The Kims, a family of grifters -- Mom, Dad, young adult son and daughter -- live at the bottom of the bottom of Korean society, literally -- in a basement apartment at the bug end of an alley where homeless guys come to piss.  They have jobs as pizza-box folders while waiting for their next score.  



It comes from the ultra-rich Park family, who live at the top of the top in an impossibly elegant house where every room is the size of a football field.  We don't know where Dad Park Dong-ik (Lee Sun-kyun, left, old photo) acquired his wealth; there's a framed magazine article on the wall about him playing in Central Park, so a musician; but he's also shown evaluating electronic gadgets, so an entrepreneur.

1. Old friend Min-hyuk (Park Seo-joon) is going away for a year, and suggests that son Kim Ki-woo (Choi Woo-shik) fake a university degree and take over his job tutoring the Parks' 16-year old daughter.  

Kim Ki-woo gets the job.  He and the daughter also start kissing, which I found distasteful.  He's at least 23 (the actor is 30), and in a position of authority.  Besides, the daughter doesn't seem to be all there.

He suggests that the Parks' 10-year old son, a troubled, hyperactive boy who paints disturbing surreal pictures (how does he sit still long enough?), could benefit from expensive art therapy from:

2. Daughter Kim Ki-jeung.  He pretends that they don't know each other (and 20% of the Korean population is named Kim, so no one comments on the similar name).  

Daughter  gets the chauffeur (Park geun-rok, top photo) fired by leaving her panties in the car, and recommends a new chauffeur:


3. Father Kim Ki-taek (Song Kang-ho, left, old photo).  

Then they get the housekeeper, Gook Moon-gwang, fired by making everyone think that she has tuberculosis.  And recommend as a new housekeeper:

4. Mother Choong-sook.

They've conned their way into their jobs, but they are perfectly competent, so not much of a problem, right?  

Then things start to get bizarre.

The Parks are not aware that there is a secret door in the lower kitchen that leads through a maze of tunnels and stairways to a bunker, where the ex-housekeeper's husband Oh Geun-sae (Park Myung-hoon) has been hiding from loan sharks for four years.  He's gone a bit daffy due to isolation.  Well, a lot daffy.

Each group of grifters wants to expose the other's secrets.  There is a lot of slapstick comedy  violence.  Then suddenly the tone shifts, and things get deadly.  A lot of people get brutally murdered.  I'm not sure who -- people who were lying in pools of blood turn up alive later, and people who were stabbed in the shoulder end up kaput.  According to wikipedia, ex-housekeeper, her husband, the Kim daughter, and Mr.
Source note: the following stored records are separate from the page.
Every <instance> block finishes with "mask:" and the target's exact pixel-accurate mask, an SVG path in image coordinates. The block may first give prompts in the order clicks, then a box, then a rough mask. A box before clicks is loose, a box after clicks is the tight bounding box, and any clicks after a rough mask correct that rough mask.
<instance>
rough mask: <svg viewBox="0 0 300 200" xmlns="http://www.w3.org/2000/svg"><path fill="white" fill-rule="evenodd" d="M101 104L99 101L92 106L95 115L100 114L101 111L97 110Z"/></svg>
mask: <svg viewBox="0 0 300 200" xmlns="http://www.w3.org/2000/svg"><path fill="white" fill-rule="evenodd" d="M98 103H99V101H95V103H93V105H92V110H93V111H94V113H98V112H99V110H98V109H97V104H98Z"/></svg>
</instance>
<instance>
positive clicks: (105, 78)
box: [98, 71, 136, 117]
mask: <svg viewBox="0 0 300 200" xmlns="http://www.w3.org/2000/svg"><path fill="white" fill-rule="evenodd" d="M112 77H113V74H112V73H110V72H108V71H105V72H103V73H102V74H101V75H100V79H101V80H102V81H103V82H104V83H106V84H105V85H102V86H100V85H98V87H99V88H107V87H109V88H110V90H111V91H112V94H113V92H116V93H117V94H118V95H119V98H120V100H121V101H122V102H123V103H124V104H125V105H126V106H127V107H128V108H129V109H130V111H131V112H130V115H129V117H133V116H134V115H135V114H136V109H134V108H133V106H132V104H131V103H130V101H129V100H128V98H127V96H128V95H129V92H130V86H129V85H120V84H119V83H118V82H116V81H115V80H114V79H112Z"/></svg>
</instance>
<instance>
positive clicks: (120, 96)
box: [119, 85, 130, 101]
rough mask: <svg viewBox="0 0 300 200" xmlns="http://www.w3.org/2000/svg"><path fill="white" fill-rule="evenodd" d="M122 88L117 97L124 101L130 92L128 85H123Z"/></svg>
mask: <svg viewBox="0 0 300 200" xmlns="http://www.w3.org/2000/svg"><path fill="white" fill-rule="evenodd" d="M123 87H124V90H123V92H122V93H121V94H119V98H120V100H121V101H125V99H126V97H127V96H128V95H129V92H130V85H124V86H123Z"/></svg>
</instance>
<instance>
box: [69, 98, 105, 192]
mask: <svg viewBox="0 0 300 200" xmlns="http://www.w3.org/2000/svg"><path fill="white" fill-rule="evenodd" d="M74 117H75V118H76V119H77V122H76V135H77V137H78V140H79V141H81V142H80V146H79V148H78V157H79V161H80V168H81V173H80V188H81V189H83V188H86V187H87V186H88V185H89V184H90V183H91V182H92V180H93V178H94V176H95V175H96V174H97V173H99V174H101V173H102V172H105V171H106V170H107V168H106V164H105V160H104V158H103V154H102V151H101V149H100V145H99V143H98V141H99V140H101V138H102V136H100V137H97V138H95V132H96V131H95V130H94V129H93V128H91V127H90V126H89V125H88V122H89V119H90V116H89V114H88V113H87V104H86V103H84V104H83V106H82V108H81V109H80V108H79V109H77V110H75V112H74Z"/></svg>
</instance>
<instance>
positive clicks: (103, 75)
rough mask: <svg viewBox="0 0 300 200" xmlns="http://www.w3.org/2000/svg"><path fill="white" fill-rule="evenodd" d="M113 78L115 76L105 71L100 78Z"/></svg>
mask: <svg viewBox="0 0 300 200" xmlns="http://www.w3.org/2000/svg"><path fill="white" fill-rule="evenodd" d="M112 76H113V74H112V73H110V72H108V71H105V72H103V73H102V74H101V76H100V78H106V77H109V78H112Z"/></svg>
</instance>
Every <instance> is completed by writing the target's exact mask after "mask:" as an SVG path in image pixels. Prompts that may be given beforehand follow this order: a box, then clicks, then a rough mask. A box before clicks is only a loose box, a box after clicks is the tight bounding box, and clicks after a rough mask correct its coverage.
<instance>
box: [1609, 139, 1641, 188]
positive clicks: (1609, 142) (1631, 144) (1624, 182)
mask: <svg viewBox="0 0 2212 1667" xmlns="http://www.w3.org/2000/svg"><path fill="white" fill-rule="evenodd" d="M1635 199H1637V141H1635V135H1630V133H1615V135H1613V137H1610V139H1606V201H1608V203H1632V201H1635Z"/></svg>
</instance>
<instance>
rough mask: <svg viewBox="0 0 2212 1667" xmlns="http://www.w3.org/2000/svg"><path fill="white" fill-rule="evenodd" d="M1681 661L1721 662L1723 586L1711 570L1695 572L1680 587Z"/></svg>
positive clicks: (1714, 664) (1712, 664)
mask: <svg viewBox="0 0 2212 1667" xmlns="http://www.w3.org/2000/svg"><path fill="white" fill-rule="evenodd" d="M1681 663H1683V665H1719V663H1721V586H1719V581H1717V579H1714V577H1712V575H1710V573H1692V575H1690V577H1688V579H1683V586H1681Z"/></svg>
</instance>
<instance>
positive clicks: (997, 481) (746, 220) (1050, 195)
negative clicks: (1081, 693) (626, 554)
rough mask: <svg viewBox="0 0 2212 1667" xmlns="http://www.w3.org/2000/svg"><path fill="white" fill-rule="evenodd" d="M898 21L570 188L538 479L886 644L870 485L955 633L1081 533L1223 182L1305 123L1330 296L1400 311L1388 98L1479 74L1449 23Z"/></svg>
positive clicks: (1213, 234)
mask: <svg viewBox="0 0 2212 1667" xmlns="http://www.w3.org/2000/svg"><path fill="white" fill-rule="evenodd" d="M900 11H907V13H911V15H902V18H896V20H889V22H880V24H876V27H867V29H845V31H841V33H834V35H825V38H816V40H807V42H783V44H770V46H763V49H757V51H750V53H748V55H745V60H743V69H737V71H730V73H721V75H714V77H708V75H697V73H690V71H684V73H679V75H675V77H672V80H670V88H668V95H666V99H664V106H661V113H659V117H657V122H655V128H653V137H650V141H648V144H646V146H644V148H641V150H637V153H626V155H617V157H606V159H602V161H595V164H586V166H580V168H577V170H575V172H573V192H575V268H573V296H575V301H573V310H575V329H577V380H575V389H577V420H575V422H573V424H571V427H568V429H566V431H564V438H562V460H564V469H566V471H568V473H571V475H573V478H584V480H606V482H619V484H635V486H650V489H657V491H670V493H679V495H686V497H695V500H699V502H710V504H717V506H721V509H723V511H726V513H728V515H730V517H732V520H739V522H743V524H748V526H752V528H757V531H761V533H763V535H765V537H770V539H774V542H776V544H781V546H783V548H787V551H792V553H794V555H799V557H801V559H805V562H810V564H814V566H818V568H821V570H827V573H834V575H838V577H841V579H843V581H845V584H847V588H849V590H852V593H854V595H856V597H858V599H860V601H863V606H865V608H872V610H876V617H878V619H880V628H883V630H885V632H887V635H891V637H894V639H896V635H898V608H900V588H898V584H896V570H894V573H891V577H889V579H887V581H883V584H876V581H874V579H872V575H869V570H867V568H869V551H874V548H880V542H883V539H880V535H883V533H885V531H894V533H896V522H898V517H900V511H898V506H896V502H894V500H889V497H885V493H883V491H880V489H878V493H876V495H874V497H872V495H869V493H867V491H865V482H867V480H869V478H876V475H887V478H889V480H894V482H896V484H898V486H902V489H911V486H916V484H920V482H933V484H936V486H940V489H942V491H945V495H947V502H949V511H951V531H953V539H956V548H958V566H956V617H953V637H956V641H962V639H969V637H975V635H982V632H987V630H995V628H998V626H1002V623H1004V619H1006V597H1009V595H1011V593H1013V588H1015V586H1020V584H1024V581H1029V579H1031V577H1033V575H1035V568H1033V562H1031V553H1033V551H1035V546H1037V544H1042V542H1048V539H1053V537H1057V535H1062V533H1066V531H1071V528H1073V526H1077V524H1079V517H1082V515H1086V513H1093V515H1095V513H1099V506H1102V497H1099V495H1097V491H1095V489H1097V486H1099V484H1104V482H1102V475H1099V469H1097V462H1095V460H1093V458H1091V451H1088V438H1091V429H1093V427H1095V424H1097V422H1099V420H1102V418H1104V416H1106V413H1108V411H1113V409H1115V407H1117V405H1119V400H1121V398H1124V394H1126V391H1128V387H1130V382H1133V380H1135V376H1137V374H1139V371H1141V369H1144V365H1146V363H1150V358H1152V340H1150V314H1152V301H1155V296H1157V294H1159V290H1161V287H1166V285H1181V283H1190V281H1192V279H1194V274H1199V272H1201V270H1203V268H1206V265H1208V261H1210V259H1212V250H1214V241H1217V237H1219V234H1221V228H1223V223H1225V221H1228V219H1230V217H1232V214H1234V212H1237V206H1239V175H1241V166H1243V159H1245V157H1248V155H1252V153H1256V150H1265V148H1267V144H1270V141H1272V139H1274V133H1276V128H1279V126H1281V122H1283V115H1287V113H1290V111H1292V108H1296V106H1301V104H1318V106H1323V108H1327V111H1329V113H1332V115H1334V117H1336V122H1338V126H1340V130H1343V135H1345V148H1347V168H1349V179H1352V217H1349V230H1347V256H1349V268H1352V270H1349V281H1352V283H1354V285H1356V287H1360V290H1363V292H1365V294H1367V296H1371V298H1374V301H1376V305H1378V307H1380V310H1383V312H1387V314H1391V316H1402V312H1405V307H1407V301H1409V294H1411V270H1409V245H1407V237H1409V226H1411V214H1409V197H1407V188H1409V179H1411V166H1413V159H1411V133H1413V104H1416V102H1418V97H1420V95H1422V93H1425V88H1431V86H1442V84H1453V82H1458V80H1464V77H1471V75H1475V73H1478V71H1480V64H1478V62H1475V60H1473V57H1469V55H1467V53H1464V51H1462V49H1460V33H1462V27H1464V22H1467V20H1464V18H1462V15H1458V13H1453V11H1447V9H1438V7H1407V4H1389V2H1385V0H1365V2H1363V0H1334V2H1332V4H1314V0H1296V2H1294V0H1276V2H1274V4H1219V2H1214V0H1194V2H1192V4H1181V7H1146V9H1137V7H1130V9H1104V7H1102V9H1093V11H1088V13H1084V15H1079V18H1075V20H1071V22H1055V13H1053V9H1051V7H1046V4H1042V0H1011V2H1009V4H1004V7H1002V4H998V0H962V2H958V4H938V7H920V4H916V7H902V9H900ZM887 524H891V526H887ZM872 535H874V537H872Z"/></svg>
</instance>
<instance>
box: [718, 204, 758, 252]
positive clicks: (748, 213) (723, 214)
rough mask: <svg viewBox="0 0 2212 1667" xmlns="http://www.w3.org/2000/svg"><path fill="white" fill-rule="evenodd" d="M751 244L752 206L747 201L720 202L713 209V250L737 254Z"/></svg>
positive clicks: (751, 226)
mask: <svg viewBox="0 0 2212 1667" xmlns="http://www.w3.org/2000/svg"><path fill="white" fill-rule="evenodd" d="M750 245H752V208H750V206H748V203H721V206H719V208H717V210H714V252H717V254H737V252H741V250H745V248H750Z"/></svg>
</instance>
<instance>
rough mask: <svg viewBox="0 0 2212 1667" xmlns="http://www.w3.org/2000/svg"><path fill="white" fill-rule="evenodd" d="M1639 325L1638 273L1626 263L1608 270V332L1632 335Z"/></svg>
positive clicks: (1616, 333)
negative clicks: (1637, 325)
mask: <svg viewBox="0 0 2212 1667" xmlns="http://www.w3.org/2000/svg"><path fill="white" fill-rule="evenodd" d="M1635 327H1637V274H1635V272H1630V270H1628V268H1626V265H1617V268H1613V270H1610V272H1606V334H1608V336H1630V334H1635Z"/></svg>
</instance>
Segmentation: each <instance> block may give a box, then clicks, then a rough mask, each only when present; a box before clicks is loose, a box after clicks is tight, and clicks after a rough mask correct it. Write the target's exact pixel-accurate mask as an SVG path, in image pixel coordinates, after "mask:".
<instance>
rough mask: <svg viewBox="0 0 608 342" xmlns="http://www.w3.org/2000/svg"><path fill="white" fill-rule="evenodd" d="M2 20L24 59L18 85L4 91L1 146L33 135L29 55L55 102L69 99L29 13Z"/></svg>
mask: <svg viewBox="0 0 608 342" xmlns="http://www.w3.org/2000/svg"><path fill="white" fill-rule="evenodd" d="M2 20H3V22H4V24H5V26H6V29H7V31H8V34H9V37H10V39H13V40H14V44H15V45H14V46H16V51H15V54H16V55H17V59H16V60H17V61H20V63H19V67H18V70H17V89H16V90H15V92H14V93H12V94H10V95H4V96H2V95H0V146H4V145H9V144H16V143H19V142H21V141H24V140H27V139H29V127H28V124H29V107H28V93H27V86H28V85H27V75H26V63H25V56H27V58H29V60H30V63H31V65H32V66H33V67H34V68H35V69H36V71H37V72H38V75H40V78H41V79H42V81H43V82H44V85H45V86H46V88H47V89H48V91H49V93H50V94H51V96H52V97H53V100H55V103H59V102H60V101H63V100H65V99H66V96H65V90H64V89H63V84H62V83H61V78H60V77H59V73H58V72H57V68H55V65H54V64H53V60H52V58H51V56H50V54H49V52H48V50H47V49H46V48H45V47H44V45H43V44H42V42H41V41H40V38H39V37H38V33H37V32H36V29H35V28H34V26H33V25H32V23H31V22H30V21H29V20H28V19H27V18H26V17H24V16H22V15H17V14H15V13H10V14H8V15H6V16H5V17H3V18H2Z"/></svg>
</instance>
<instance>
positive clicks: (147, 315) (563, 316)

Park, but there could have been others.  

I hate it when you're expecting a comedy and you end up with a tragedy, 


Beefcake:
A lot of hunky Korean actors, but no one takes off a shirt.  

Other Sights: The house is a work of art.

Gay Characters: When Min-hyuk suggests the tutoring job, he tells the Kim son, "I know you won't try anything with her."  I interpreted that to mean that Kim Ki-woo was gay, until the kissing begain.

Heterosexism: Rampant frisky hetero-horniness: "let's do it in the kitchen! Pretend that you're the chauffeur...put on daughter's panties...."  

Disgusting Plot Twists: From Benny Hill hijinks to a stage littered with blood-soaked bodies.